There were no specially built sets—the film was shot in a derelict ice-factory, a deserted chateau, and a plasterworks—and, with two exceptions, no professional actors. The characters are "ordinary" people and could be any of us, which makes the identification with the emotional turmoil that much more effective. The vampire is an elderly, rather dignified Frenchwoman (interestingly, her dress echoes that of a Lutheran pastor), the young David (under the pseudonym Julian West) is Baron von Gunzburg, the film's backer, who couldn't act but could wander, perfect for the impersonal, impassive dreamer, vacant, to be impressed upon. Only the sister, Gisele, and her father are professionals.

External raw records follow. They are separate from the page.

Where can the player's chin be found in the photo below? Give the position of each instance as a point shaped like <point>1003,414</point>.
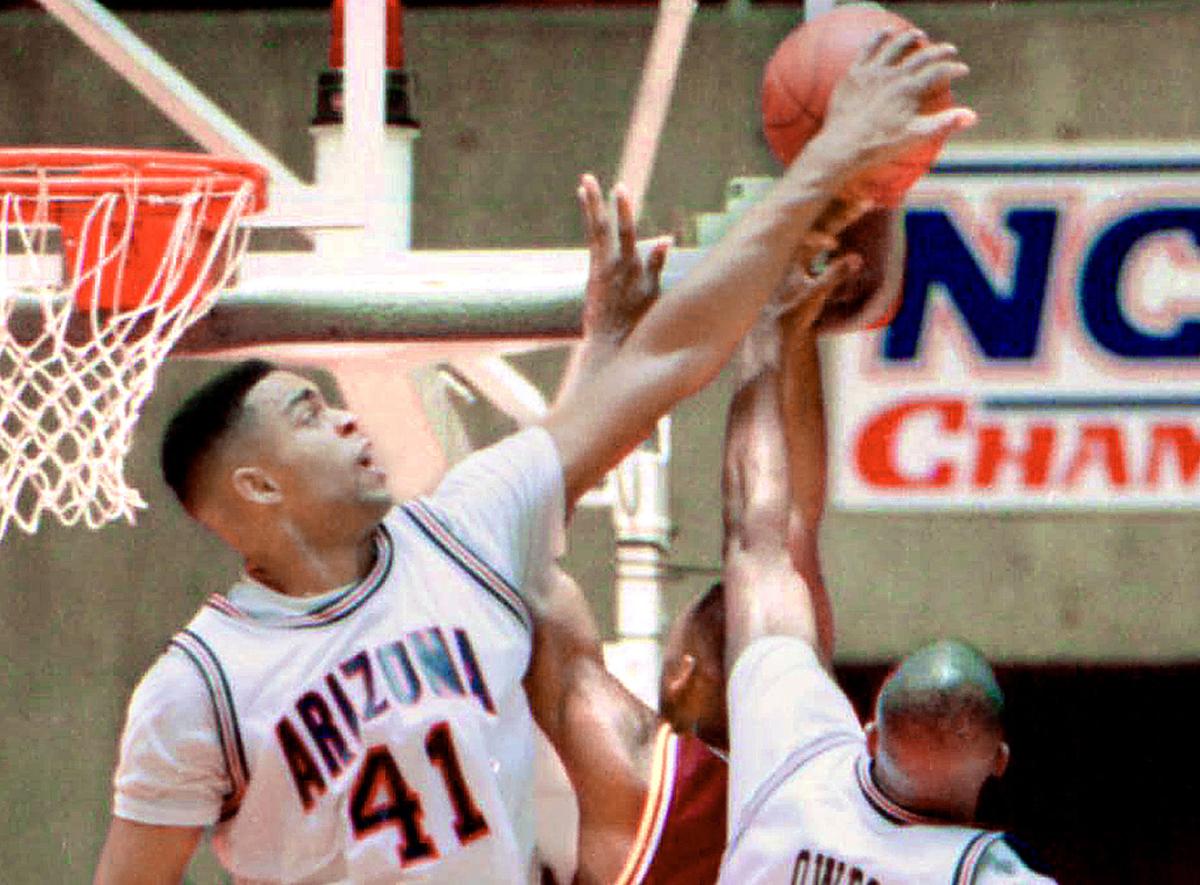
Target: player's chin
<point>857,307</point>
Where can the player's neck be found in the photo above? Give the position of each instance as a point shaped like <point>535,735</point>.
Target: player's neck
<point>909,796</point>
<point>300,567</point>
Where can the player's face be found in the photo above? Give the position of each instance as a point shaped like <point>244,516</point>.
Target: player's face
<point>691,688</point>
<point>319,458</point>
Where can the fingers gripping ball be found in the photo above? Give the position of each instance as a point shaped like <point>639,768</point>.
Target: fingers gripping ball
<point>802,74</point>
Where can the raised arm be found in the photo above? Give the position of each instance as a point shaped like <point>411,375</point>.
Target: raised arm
<point>142,854</point>
<point>603,734</point>
<point>690,332</point>
<point>774,479</point>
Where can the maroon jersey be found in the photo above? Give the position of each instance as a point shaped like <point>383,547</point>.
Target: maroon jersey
<point>682,832</point>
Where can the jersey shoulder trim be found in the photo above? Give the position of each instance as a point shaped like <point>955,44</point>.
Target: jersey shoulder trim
<point>333,610</point>
<point>654,812</point>
<point>436,530</point>
<point>886,807</point>
<point>228,732</point>
<point>791,764</point>
<point>972,856</point>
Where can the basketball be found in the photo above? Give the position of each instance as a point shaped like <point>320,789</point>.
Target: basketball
<point>802,74</point>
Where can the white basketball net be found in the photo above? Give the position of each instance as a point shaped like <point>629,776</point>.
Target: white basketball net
<point>73,378</point>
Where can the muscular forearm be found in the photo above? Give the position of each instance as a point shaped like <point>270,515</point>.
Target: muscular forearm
<point>804,431</point>
<point>706,314</point>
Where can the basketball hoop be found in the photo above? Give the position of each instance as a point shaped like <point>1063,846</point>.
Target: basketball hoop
<point>106,258</point>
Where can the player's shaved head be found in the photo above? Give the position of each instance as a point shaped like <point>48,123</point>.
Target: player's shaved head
<point>939,734</point>
<point>947,691</point>
<point>199,426</point>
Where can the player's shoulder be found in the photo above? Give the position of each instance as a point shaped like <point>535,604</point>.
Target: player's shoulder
<point>1007,861</point>
<point>171,684</point>
<point>519,453</point>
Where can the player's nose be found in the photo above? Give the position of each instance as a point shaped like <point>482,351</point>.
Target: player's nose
<point>346,422</point>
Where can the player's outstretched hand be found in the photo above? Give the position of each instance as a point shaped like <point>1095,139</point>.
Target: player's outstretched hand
<point>621,284</point>
<point>874,114</point>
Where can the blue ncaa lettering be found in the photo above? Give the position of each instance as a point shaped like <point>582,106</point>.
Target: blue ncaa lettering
<point>1006,323</point>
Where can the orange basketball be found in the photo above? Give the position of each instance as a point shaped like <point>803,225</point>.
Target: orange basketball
<point>802,74</point>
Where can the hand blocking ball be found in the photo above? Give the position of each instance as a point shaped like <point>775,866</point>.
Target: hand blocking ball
<point>802,74</point>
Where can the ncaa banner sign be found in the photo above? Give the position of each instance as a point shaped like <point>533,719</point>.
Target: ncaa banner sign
<point>1047,350</point>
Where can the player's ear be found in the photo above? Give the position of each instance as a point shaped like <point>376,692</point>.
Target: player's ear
<point>256,486</point>
<point>678,674</point>
<point>873,738</point>
<point>1001,763</point>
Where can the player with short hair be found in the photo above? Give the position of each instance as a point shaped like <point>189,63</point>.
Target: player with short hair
<point>352,709</point>
<point>813,796</point>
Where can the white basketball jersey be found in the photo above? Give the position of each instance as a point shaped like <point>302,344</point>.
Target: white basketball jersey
<point>822,820</point>
<point>803,807</point>
<point>383,738</point>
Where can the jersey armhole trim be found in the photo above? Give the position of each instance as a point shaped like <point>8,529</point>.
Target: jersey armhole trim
<point>654,813</point>
<point>474,565</point>
<point>786,769</point>
<point>228,732</point>
<point>972,855</point>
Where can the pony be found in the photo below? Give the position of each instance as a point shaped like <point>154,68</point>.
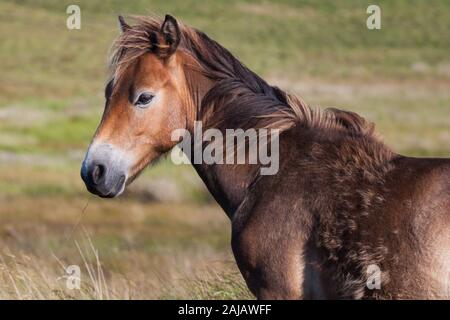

With an essentially passive hero who experiences events—acting as manifestations of the unconscious—Vampyr has something in common with The Cabinet of Dr. Caligari (1919) with it's framing story, but there the similarity ends. While Herman Warm was the art designer of both films, and several scenes in the Danish film are reminiscent of the earlier German one, Caligari's expressionism was proper: exaggerated acting, stylised movement and distorted sets, photographed theatre. In his book Transcendental Style, Paul Schrader refers to Vampyr as "an exclusively expressionistic film," without a trace of kammerspiel ("chamber play"). I don't agree. The Nordic sober-mindedness and "weighty psychological intent" lent itself effectively to several of the latter's ingredients: intimate, slow-paced drama, with a deliberate symbolism and rhythm—the four walls of kammerspiel is certainly extended, but there is at times a suffocating intimacy nonetheless. Caligari was theatre, in shards of black and white, but Vampyr is filmic in its purest sense, its phenomenal lighting accentuating the otherworldliness, the myriad vague greys, mirroring the dream-states within, blurred, shaded. Vampyr combines elements of both expressionism and kammerspiel; Dreyer was no rigid formalist, but experimented successfully with different styles in all of his major works.

With the last scene combining the doctor stifled by cascades of flour with the wandering of the two now-less-innocent figures still in mist, out of the nightmare, Jonathan Rosenbaum writes that Dreyer has created "an exalted realm where the natural and supernatural, the physical and the metaphysical, can breathe the same enlightened air."